Seven through Nine were the Greater Axiomatics, denoted by their frills arranged in seven through nine-point halo-like polygons, and no connecting necks. They had a number of limbs equal to their ranks. Seven had four arms equally spaced around it, and a tripartite face with an extra eye in the ‘front’; Eights added a tail tipped by a bludgeoning sphere, had heads like diamonds; and the Nines, so rarely seen as to be myths, had heads like crystal spheres, eight lesser spheres like a crown above them, and three tiers of three-fingered arms on their bodies.
Nobody had ever seen a Ten, but since a Nine was equal to a Greater Warp Demon, that would be like getting an Avatar on site, and nobody was going to survive something like that.

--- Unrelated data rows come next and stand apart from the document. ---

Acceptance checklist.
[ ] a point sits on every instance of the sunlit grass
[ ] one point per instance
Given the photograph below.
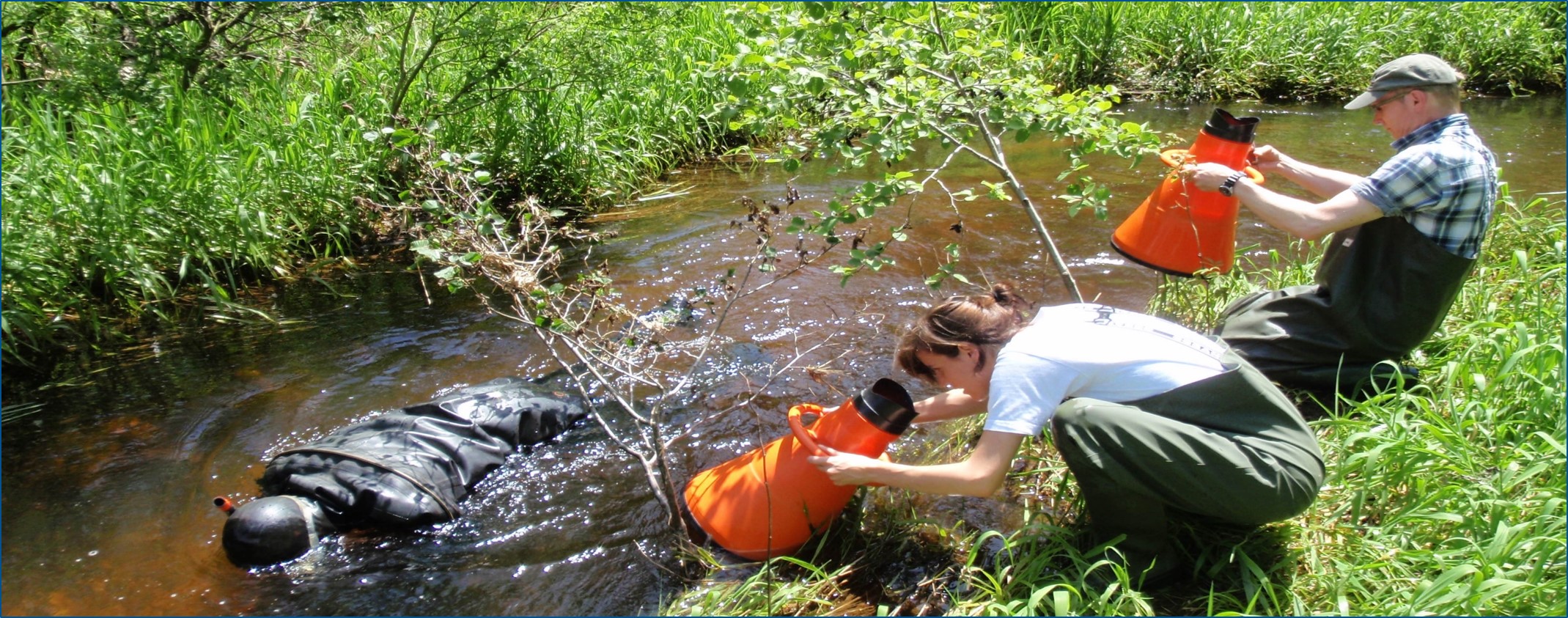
(1295, 51)
(117, 210)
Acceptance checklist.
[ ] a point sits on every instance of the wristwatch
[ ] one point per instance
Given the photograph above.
(1230, 184)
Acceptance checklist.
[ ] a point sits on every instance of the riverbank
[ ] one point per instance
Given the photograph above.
(137, 194)
(1441, 499)
(159, 187)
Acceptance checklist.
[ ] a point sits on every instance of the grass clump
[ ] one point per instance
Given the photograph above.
(1289, 51)
(132, 187)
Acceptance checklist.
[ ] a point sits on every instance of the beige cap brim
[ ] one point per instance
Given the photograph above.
(1363, 101)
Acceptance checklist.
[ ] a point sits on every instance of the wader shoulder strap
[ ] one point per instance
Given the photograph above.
(452, 512)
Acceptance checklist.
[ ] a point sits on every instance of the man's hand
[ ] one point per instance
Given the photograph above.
(1267, 159)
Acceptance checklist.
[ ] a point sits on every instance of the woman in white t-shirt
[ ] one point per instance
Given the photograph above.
(1148, 414)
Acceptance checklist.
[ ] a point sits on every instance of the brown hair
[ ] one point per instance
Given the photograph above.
(982, 320)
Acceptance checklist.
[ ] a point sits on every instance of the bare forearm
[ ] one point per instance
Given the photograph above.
(955, 479)
(1302, 218)
(1319, 181)
(951, 405)
(980, 474)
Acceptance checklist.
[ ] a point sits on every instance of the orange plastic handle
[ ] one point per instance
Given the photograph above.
(1170, 158)
(808, 440)
(800, 430)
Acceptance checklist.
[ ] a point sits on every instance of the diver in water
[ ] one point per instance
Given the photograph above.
(397, 471)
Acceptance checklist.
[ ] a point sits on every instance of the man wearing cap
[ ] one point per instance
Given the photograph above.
(1404, 239)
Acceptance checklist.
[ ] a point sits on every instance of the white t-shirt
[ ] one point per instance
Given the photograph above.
(1092, 350)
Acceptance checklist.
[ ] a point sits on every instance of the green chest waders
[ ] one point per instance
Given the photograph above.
(1380, 290)
(1230, 447)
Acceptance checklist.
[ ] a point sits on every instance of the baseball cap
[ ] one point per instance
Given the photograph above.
(1416, 70)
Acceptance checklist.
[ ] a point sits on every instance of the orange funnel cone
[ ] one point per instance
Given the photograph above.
(1179, 229)
(770, 501)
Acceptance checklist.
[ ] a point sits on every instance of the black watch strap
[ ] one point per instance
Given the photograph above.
(1230, 184)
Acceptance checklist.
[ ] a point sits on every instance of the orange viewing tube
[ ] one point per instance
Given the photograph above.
(769, 502)
(1179, 229)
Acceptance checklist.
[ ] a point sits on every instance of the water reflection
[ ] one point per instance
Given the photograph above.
(107, 491)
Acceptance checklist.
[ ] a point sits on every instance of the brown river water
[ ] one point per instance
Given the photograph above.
(107, 490)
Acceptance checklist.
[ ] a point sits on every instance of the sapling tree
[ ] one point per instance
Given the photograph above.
(521, 262)
(853, 82)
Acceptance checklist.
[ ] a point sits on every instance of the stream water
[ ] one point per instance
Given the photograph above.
(107, 490)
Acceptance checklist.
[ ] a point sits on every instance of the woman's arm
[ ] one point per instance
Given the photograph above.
(951, 405)
(979, 476)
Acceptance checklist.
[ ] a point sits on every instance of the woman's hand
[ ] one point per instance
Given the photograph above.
(1266, 159)
(845, 468)
(1206, 176)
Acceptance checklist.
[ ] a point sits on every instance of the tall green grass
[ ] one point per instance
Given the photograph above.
(1443, 498)
(115, 209)
(1289, 51)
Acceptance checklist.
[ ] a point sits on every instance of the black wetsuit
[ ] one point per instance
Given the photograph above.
(416, 465)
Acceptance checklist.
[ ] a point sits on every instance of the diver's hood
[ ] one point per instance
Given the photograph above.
(272, 529)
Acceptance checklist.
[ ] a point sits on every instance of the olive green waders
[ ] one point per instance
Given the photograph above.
(1230, 447)
(1380, 290)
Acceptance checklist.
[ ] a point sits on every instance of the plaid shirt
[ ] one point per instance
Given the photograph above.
(1443, 181)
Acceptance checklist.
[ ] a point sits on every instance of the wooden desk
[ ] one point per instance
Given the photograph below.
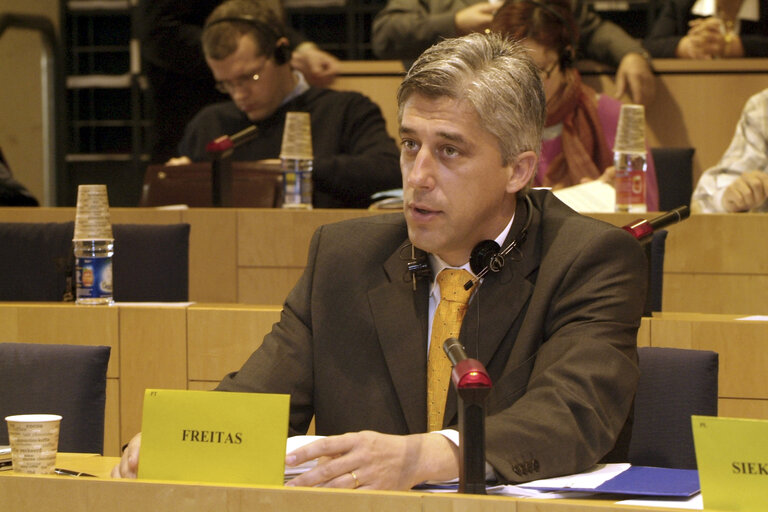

Diamond-shaped head formed of imperfect crystals melding and flowing together, steel forming the body out of armor plating, wires and struts meshing in to form a false body animated by Axiomatic energy from the fringes of the Warp...
“Pull back, and point at the Warp flare!” I ordered, retreating and pulling back out of the manifest zone as scores of Axiomatics much larger than human size were forming in the area nobody was present in.
I was confident of beating the shit out of an Eight or even a Nine Axiomatic, and sorely tempted to try my luck... but I had better things to do.